第2話 権力と権威


何かと話題の田中長野県知事。

脱ダム宣言が鮮やかだったことに加え、
ダム建設に肯定的な国土交通省からの出向職員を更迭し、
また側近中の側近までが意見の相違による離脱が続くようでは、
更に注目が集まるのは致し方ないのかも知れませんね。

全国的に注目度が高い上に、言葉を自由に手繰る文化人でもあり、
従前の地方自治のような感覚では対応に苦慮するのは当たり前の事でしょう。

そして、知事にはペンという武器があります。
連載するコラムに部下の批評を書き、
迂闊に物が言えない雰囲気を作り出しておられるように見える時もありますね。

マスコミを上手く活用し、世論を味方につけようということなのでしょうか?

確かに、知事は何ら政治的な後ろ盾を持たず、
また、集会も直接議会運営に影響力を持たないところに
ごく一般の傍観者としての私には将来的な失政の不安を感じることがあります。
いかほどのマネージメント力があるのかは計り知れませんが、
こういう新しいタイプのリーダーには何かしら強い期待感を持ってしまうものです。
だからでしょうか?
こうした一連の騒動の中にあっても、支持率は70%を超えているらしいのです。

今日のTV番組は途中から見たのですが、その中で印象的な発言が2箇所。

「県内の中高生からもE-MAILが送信されてきます。
彼らは息苦しい日本を捨てて外国に行きたいと思っていたんです。
ところが、田中が来て、ほんとに何かが変わるかもしれない。
日本が変わるかもしれない、という方向に変わってきているんです。

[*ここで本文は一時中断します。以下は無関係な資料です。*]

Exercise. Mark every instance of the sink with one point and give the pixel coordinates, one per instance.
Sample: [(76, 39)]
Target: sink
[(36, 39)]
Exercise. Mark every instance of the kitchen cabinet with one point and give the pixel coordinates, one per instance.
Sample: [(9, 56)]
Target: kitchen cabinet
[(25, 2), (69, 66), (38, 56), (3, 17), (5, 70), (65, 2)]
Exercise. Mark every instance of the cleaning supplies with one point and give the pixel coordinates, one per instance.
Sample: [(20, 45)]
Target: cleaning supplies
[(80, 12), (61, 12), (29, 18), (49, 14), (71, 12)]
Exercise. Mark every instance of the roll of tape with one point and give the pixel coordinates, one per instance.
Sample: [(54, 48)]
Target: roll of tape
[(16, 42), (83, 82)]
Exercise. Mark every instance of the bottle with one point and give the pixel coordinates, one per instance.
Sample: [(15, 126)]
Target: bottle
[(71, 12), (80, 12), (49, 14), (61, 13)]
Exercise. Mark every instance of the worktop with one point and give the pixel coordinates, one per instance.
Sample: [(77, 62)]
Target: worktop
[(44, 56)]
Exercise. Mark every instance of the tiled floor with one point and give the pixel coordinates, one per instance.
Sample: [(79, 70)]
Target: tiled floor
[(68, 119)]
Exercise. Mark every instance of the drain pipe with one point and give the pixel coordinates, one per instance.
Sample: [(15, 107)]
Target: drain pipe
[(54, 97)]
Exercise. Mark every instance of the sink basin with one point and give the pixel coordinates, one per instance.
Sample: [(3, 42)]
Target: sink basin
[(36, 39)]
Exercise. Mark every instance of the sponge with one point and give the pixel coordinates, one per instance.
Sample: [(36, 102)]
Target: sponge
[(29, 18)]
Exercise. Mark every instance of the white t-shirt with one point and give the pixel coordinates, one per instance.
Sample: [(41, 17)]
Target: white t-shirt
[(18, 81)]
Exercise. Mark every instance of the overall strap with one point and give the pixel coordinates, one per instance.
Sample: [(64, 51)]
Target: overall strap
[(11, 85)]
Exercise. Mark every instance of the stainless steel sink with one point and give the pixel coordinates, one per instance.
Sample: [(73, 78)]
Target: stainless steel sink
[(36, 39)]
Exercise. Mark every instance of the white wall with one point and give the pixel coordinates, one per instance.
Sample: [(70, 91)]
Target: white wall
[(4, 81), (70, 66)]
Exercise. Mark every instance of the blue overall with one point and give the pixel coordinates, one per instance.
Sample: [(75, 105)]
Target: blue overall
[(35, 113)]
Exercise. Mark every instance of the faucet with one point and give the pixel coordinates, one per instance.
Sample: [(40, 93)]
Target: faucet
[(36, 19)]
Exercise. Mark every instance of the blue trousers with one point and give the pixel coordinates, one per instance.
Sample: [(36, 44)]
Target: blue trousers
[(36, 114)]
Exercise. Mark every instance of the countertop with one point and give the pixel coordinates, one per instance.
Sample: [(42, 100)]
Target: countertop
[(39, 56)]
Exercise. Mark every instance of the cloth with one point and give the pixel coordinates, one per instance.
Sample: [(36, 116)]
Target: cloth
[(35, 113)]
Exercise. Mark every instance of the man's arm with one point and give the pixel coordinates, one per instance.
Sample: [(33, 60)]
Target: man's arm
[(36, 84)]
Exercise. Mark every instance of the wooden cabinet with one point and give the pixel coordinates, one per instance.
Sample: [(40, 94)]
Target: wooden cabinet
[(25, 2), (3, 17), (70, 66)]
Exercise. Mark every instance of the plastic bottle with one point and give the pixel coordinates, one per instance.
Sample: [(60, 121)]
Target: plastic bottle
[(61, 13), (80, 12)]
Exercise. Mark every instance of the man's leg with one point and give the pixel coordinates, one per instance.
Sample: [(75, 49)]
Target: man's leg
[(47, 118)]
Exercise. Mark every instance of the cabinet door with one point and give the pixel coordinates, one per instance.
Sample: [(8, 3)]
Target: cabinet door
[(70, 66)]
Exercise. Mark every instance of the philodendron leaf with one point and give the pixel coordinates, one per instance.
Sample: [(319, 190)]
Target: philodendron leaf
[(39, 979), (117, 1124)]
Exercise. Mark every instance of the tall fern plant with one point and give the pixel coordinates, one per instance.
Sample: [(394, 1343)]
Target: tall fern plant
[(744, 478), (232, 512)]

」

「権力は必要であると思います。
但し、一般的には権威(支配力)に固執し、
必要な判断・決断を行わない人ばかりです。
私は県からの給与の他は受け取っておりませんし、
私利私欲も持ち合わせておりません。
今、本当の意味で県民に必要なのは真のリーダーなんです。
そういう観点では、権力が必要です。」

議会制民主主義では多数決が先に立ちます。
今後、不信任案が提出され可決されてしまうかも知れません。
そして再選の後、圧勝で再任ともなれば
これはこれで非常に興味深いことです。

ああ、長くなってしまいました。

最後に、懸案のダムの件をもうすこし。
全国の河川には、それぞれ補修時期が設定されているそうなのですが、
知事はこれに対して、人間の命に差をつけていると憤慨しておられました。

そして、ダムは元より河川の修復等の公共事業は
流水・治水・河川環境の整備と保全をそれぞれ単体で捉えるのではなく、
周辺の環境整備や観光・産業等もセットで考えるべきである。
これは河川法にも制定されている事であって、私はそれに則っているのです!
......と田中知事が言い切ったところで番組が終了しました。

うむ。
自分の言葉で語ることができるし、論旨は非常に分かりやすかったです。

人格的なものは分かりませんが、ニューリーダーとして注目しております。
頑張って欲しいですね。


本日のサンデープロジェクトより。 [ 2001.3.25.SUN. ]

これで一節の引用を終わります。